TACLOBAN CITY-Indescribable feelings.
That’s how the parish priest of Balangiga in Eastern Samar feels with the return of the bells taken from the town’s Church belfry 117 years by the American soldiers to their town.
Fr. Serafin Tybaco, Jr., parish priest of the San Lorenzo Martir, said that whatever he feels right now is sure how the people of Balangiga, more than 98 kms away from this city, feels.
“It’s really overwhelming and indescribable feelings that finally the long wait is over,” Tybaco, reach on his mobile phone, said.
On Wednesday (Thursday in the Philippines), US Defense Sec. James Mattis led in the send-off ceremony, dubbed as ‘Veteran Remembrance Event,’ of the two bells at the FE Warren Air Force Base in Wyoming. Also present was Wyoming Governor Matthew Head.

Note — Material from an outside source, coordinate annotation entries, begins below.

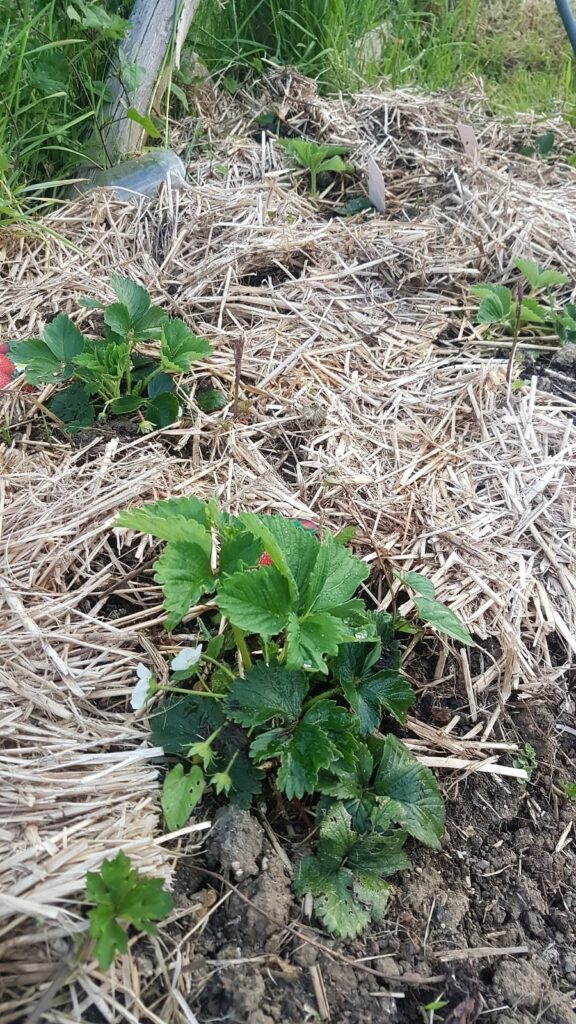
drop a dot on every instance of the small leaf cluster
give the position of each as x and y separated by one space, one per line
499 307
113 375
319 674
316 158
121 894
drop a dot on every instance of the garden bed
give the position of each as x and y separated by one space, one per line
367 397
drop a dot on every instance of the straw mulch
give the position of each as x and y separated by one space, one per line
366 397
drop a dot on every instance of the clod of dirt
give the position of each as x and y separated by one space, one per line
245 986
271 894
519 984
564 361
235 842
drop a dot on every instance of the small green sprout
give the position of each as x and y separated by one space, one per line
316 158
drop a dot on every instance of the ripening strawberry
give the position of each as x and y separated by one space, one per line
6 366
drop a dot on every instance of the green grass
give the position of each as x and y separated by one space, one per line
54 55
52 62
517 46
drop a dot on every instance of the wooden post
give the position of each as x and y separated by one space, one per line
152 40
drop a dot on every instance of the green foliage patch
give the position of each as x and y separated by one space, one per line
290 693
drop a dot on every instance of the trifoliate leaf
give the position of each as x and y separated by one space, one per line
315 743
311 637
127 403
179 346
49 360
416 803
347 893
184 573
266 692
238 551
161 384
372 893
385 690
163 411
333 580
170 520
122 894
73 407
117 317
180 793
443 617
210 399
181 721
496 303
256 601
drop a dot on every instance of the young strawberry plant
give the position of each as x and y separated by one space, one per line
534 310
288 693
120 893
316 158
114 375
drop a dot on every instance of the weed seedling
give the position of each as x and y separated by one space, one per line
316 158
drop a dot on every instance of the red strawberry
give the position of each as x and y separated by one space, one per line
305 523
6 367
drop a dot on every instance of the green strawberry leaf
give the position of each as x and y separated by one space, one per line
117 317
310 638
121 893
127 403
323 735
495 305
163 411
386 690
333 580
268 691
184 573
171 520
182 721
73 407
179 346
161 384
180 793
63 338
49 360
210 399
348 893
416 803
443 617
256 601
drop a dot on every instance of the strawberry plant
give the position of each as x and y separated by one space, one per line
288 693
534 309
316 158
120 893
114 375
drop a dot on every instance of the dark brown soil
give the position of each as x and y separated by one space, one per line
498 882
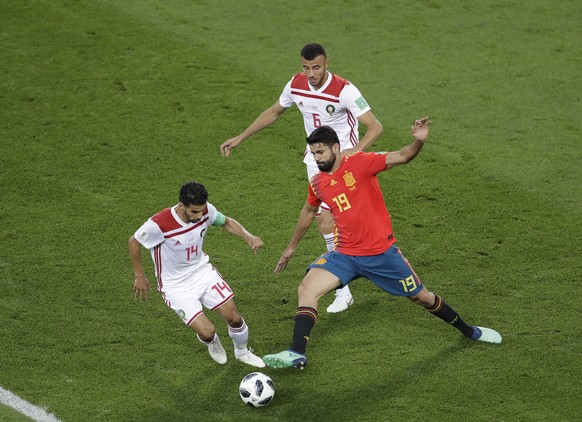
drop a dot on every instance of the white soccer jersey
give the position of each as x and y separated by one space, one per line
338 104
176 246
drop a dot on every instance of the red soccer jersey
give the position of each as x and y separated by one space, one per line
363 225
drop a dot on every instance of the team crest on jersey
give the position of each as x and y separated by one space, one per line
349 179
361 103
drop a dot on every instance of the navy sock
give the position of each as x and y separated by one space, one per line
305 318
442 310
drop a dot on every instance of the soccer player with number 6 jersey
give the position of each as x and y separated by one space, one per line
323 99
184 274
365 240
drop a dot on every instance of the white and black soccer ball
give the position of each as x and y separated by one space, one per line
257 389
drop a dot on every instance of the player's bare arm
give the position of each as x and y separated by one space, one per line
141 285
234 227
305 220
420 134
373 131
266 118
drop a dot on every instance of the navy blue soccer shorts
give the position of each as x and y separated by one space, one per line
390 271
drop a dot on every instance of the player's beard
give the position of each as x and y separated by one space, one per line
326 166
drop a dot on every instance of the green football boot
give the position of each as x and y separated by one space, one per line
286 359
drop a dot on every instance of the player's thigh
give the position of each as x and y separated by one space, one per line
185 303
217 293
316 283
229 313
325 221
392 272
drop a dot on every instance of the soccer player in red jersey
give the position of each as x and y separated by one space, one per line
324 99
365 242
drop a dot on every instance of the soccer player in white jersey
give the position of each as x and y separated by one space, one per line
186 279
324 99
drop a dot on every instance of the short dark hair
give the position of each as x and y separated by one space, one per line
193 193
323 135
311 51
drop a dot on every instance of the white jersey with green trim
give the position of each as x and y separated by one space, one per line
176 246
337 104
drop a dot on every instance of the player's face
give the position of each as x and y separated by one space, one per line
324 156
315 70
193 213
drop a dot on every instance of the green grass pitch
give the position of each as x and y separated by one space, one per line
106 107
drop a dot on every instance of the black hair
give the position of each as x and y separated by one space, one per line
323 135
193 193
311 51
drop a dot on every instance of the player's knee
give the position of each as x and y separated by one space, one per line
233 318
424 299
303 291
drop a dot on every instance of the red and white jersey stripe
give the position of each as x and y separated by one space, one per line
337 103
176 246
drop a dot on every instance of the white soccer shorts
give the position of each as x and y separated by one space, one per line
208 289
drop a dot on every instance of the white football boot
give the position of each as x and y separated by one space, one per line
216 351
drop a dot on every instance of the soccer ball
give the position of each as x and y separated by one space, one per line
257 389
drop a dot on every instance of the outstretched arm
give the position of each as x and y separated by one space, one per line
373 130
405 155
306 217
234 227
266 118
141 285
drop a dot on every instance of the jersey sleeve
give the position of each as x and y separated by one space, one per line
213 215
286 100
372 162
149 235
353 100
312 198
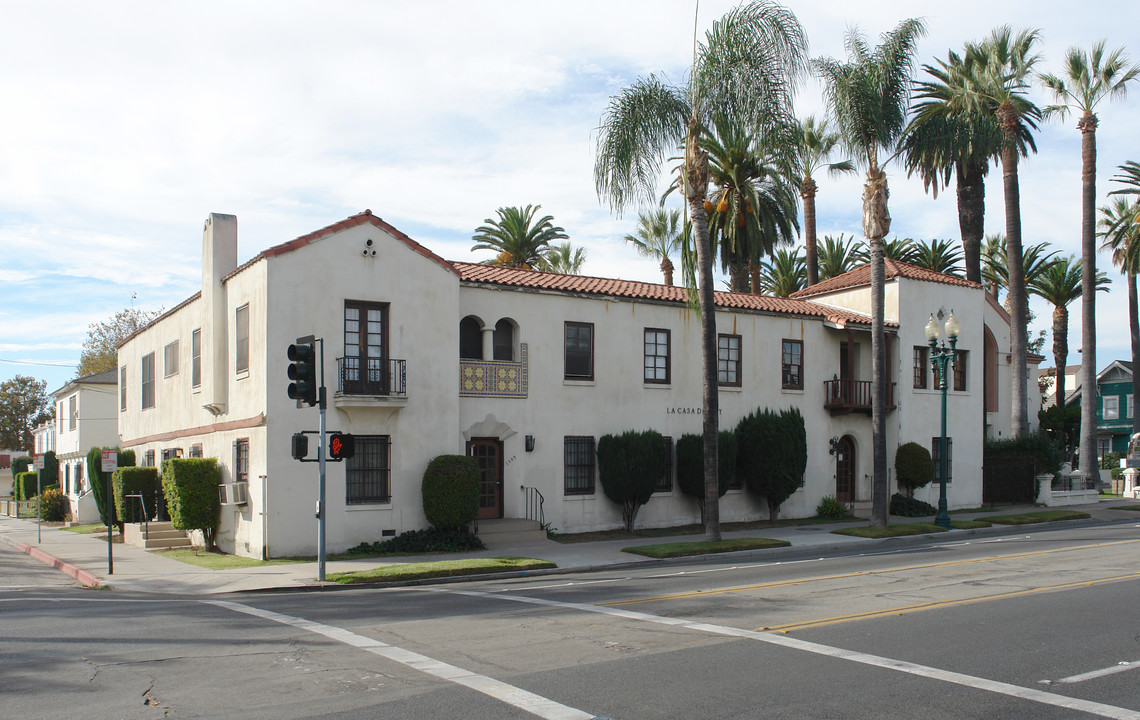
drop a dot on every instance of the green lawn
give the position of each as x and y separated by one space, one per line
684 549
440 569
1037 516
220 561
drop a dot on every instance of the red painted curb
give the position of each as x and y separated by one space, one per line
80 574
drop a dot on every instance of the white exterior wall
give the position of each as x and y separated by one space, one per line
424 302
618 400
97 415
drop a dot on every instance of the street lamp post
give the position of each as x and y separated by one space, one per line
941 357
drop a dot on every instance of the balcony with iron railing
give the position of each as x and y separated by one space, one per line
841 397
371 382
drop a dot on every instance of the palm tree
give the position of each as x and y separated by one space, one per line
783 273
516 237
868 97
1000 66
837 256
563 259
658 235
944 138
938 255
1121 231
1059 284
1088 79
813 145
1035 260
752 207
897 248
746 71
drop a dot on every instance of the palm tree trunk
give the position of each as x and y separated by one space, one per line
1134 332
1089 461
698 172
807 191
1015 261
876 227
971 211
1060 349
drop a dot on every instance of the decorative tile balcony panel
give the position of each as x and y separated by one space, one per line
495 378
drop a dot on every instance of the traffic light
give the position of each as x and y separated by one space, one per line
302 371
341 447
300 446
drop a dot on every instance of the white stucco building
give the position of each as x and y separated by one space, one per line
523 370
87 416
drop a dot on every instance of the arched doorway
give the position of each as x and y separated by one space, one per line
845 469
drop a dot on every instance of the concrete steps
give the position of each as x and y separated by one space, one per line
511 531
157 537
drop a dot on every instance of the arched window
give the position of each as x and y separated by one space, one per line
471 338
504 340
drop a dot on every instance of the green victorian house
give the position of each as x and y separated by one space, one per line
1114 407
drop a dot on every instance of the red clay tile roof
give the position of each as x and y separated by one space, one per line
894 269
634 289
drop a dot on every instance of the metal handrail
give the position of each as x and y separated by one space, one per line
532 500
146 525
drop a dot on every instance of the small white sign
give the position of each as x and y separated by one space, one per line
110 460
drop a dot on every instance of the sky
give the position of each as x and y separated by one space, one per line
127 123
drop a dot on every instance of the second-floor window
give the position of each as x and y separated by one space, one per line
727 360
170 359
1112 407
657 356
196 358
579 351
792 365
920 371
242 340
365 365
147 390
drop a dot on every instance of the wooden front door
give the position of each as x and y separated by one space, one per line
845 471
488 453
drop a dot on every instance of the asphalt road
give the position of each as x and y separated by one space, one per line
1040 624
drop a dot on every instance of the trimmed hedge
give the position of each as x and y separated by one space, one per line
628 467
913 467
772 455
128 481
450 491
691 464
190 488
54 506
25 487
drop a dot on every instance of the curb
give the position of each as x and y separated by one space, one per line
81 575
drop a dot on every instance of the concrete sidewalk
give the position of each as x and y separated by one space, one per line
84 557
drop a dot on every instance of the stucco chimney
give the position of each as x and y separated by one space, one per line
219 259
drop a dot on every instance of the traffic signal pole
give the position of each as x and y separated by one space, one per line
320 464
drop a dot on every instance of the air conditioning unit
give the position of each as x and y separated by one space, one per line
239 495
234 493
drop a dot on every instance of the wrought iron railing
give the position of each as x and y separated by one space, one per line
371 376
847 394
532 501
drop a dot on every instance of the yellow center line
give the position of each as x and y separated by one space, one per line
783 583
934 604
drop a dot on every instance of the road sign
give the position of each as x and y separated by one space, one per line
110 460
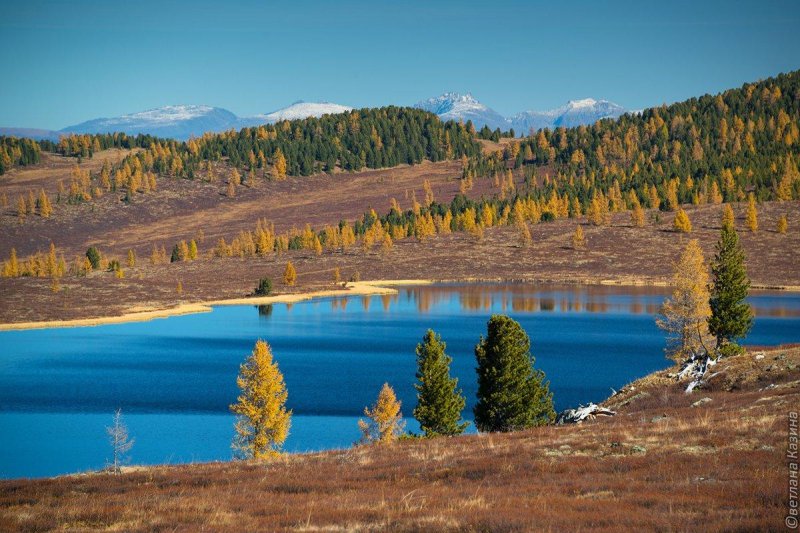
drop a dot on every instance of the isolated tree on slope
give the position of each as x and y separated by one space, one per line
263 421
684 315
439 402
731 317
121 443
512 395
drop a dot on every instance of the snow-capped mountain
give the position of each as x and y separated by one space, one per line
454 106
184 121
301 109
175 121
575 113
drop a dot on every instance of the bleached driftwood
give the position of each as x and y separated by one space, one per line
581 413
695 368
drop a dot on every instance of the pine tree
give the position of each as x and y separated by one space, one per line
439 402
727 215
731 317
684 315
93 255
578 239
682 224
512 395
263 421
280 164
751 219
384 421
289 274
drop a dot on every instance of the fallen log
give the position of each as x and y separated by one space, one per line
581 413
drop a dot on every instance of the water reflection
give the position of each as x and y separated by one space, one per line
548 298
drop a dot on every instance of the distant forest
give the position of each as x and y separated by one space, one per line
707 149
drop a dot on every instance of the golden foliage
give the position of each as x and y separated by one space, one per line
682 224
783 224
289 274
578 239
751 218
684 315
263 421
384 421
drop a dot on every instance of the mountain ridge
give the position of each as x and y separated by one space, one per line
182 121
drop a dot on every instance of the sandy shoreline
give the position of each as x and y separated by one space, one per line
361 288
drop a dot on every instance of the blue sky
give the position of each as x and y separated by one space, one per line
63 62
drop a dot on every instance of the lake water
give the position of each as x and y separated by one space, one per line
175 378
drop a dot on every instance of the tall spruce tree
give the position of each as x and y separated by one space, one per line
512 395
731 317
439 402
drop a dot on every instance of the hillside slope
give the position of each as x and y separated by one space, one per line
710 461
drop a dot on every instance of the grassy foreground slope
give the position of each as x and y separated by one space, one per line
713 460
144 193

The Philippine delegation was led by Ambassador Jose Manuel Romualdez.
Tybaco said that while he is not a native of Balangiga, he shares the strong emotions now being felt by the locals on the return of the historic bells.
“They have waited for the return of the bells for so long, for 117 years now and no living resident of the town has perhaps seen the (real bells)except in Facebook or pictures,” Tybaco, who is a native of Taft, Eastern Samar, said.
“So everybody is eager to see the bells,” he added.
Tybaco, as parish priest of the town for four years now, played an active role for the call in returning the bells taken by the American forces on September 28,1901.
He could not give details as to plans once the bells would be repatriated back to Balangiga saying meetings are still on going.
The parish priest, however, said that the bells would be placed at the Church grounds for a public viewing.
Rolando Borrinaga, a local historian and member of the also a member of the Committee on Historical Research of National Commission for Culture and the Arts (NCCA), said that the Balangiga Bells would be returned to the country by ‘mid-December’ of this year.
“The target date is still mid-December but there might be some delay because of the holidays in the US and some other contingent factors,” Borrinaga said.
The bells were used by the Filipino resistance fighters to signal their attack against the American forces assigned in Balangiga town.
At least 54 American soldiers were killed and 18 others were wounded in the attack.
An outraged Gen. Jacob Smith deployed 180 soldiers on Sept.29,1901 and ordered them to turn the town into a ‘howling wilderness’ where every Filipino male, at least 11 years old and capable of carrying firearms, was killed while communities were burned down.
The American soldiers took the bells as their war trophies.